Come fare? Pensarono ancora alla piccola Siao Mei. Per alcuni giorni la istruirono bene. Quando venne l’ora in cui la sentinella soleva aprire la porta per fare uscire di cella Siao Mei le cristiane presero una particola consacrata, l’avvolsero in un fazzolettino pulito e la posero nel taschino del vestito della bimba, proprio sul suo cuore.
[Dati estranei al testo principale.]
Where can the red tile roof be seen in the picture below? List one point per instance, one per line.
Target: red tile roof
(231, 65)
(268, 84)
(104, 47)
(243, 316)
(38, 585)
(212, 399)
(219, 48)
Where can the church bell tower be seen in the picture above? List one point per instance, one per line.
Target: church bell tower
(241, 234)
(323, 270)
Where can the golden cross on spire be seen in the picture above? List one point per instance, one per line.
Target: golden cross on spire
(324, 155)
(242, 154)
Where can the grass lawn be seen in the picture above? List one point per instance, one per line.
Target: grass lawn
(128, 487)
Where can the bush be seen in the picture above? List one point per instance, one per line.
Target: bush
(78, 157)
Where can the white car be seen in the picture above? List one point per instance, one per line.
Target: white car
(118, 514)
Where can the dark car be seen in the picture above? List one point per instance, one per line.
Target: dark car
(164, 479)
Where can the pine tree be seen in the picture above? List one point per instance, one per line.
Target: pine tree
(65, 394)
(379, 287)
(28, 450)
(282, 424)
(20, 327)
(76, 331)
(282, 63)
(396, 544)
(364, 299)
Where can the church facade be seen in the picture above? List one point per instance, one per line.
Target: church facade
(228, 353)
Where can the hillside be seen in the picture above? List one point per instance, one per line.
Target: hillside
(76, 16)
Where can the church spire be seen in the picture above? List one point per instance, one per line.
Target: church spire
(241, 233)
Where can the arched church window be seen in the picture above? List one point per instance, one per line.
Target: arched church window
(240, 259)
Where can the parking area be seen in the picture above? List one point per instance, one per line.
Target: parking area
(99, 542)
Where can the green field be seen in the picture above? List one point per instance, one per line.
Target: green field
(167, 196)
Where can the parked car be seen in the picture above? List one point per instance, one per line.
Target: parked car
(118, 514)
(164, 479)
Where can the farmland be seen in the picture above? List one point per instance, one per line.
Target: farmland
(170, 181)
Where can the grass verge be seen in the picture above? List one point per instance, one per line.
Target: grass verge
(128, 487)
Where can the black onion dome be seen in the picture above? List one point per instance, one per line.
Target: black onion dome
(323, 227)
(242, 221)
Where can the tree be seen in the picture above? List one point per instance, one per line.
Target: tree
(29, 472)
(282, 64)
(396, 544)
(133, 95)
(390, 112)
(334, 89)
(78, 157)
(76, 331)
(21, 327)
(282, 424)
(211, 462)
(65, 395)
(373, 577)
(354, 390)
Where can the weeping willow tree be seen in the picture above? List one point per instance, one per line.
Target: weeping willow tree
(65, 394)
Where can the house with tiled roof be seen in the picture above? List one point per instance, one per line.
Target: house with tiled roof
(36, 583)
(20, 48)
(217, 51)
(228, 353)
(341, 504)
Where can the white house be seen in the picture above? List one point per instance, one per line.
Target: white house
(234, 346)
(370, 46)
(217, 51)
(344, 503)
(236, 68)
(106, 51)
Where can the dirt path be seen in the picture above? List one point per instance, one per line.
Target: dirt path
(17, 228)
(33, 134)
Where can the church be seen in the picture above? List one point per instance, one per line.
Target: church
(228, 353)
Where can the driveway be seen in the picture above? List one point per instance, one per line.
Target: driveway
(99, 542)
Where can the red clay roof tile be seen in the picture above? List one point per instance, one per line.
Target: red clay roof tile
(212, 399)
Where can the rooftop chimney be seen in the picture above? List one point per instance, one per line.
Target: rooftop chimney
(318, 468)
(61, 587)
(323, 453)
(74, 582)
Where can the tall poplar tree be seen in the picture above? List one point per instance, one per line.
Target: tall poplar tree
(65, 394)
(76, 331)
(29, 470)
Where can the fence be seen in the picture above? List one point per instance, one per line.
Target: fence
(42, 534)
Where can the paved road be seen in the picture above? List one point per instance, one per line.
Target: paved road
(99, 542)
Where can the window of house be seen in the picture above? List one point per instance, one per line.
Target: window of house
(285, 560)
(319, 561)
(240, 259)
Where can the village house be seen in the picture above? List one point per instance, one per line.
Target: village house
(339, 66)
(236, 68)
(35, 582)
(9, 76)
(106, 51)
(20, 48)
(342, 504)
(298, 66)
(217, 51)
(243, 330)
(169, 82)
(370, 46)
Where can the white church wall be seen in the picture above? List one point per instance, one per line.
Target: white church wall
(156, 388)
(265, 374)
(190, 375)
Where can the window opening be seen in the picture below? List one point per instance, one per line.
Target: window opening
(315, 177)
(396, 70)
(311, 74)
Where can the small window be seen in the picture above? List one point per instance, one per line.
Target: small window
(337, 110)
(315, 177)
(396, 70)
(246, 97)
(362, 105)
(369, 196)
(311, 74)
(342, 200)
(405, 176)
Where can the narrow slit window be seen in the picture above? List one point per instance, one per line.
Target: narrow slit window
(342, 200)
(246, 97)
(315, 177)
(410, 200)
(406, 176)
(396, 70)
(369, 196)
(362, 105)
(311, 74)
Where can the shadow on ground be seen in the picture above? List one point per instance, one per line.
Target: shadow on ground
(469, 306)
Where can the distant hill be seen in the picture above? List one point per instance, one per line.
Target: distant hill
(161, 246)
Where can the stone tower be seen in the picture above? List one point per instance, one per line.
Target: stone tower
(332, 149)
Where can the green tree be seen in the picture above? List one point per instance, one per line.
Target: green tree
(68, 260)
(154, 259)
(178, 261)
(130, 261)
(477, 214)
La madre della bimba prese tra le braccia la sua creatura, l’alzò al livello del suo viso e le domandò: “Dimmi, Siao Mei, se la sentinella ti trovasse addosso l’ostia, tu cosa farai?” e la bimba calma: “La mangerò e non la darò al carceriere”.
Queste parole commossero il cuore paterno del Santo Padre Pio XII, quando gli raccontai la storia di Siao Mei, nell’udienza privata che ebbi al mio ritorno dalla Cina, e gli fecero esclamare: “Risposta dogmatica!”.
Cara Siao Mei, avevi compreso che se una mano sacrilega avesse tentato di profanare l’ostia santa, tu, benché immatura, potevi ricevere Gesù, ma non potevi dare la particola a un carceriere comunista, nemico di Dio, pagano.
Il catenaccio cigolò, la porta si aprì. Siao Mei uscì sorridente di cella, si trattenne nel primo cortile giocando da sola; si spostò nel secondo cortile. Nel terzo cortile la guardia voleva mandarla via; era una guardia dal cipiglio sdegnoso, una che aveva dato prova di fedeltà e di capacità nel saper stringere tra le catene non pochi innocenti. “Voglio vedere la mia zia Giuseppina Ly”, disse Siao Mei. “Non puoi”, rispose duramente la guardia. “Perché non posso? È mia zia”. E incominciò a gridare: “Zia Giuseppina, zia Giuseppina!”.
La sentinella la sgridò aspramente e voleva cacciare la bimba fuori del cortile, ma Siao Mei volutamente si mise a piangere a dirotto e a singhiozzare. La sentinella, temendo di essere accusata di avere picchiato la bimba, con prontezza aprì la cella di Giuseppina Ly e vi introdusse il piccolo angelo. E l’innocente Siao Mei consegnò a Giuseppina il prezioso fazzolettino… Stette silenziosa raccolta per un po’ di tempo in quella cella, poi altro pianto, e la porta nuovamente si aprì. Così, col pianto e con qualche capriccetto, Siao Mei riuscì ben quattro volte a portare la comunione alla zia fittizia.
Mentre in quel tenebroso carcere venivano emesse criminose sentenze contro gli innocenti o contro i seguaci di Cristo, mentre si rinnovavano scene di terrore e di orrore, noi vivevamo scene di pietà e di amore, scene dei primi secoli della Chiesa.
Da: “In catene per Cristo. Diari di martiri nella Cina di Mao”, a cura di Gerolamo Fazzini, prefazione di Bernardo Cervellera, Editrice Missionaria Italiana, Bologna, 2015, pp. 416, euro 20,00.